Limits of function compositions

Question

Is it possible to evaluate limits involving sequences of function compositions?

For example, given the expression

$$g(x, n) = \sin(x)_1 \circ \sin(x)_2 \circ [...] \circ \sin(x)_n$$

is it possible to calculate the following limit?

$$\lim_{n \to +\infty} g(x, n)$$

(Intuitively, this limit would equal 0.)

Answer 1

I will make a guess about what the question intended to ask. If I am told that my interpretation is not the intended one, this answer will be deleted.

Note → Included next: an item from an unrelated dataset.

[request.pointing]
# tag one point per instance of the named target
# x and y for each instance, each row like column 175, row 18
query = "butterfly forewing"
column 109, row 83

Let $f(x)$ be a function, and in general define $f^{(n)}(x)$ by $f^{(1)}(x)=f(x)$ and $$f^{(n+1)}(x)= f(f^{(n)}(x)).$$

Let $g(x,n)=f^{(n)}(x)$. I interpret the question as asking whether one ever is interested in $$\lim_{n\to\infty}g(x,n).$$

A quick answer is yes, often, this is a very important kind of question, with many applications. You will find a guide to a possible exploration in the following Wikipedia article. The iteration of functions, and the possible limiting behaviour, is a frequent theme in many branches of mathematics, both pure and applied.

Your specific question: Indeed, if we let $f(x)=\sin x$, and interpret "sequence of function compositions" as I did, the limit, as you conjectured, is $0$ for all $x$. But the situation with $f(x)=\cos x$ is different. You can explore this by putting your calculator into radian mode, starting at some number, and pushing the cos button repeatedly.

Answer 2

For your specific question (with the same interpretation as user6312): we have $|\sin(x)|\le |x|$ for every $x\in\mathbb{R}$. So if we fix $x\in\mathbb{R}$ then $|\sin^{(n)}(x)|$ is a decreasing sequence of non-negative real numbers, so it converges to some $s\ge0$. Since $|\sin|$ is continuous and even, we have $$ |\sin(s)|=|\sin(\lim\limits_{n\to \infty}|\sin^{(n)}(x)|)|=\lim\limits_{n\to \infty}|\sin(|\sin^{(n)}(x)|)|=\lim\limits_{n\to \infty}|\sin^{(n+1)}(x)|=s, $$ but if $t>0$ then $|\sin(t)|<t$. So $s=0$.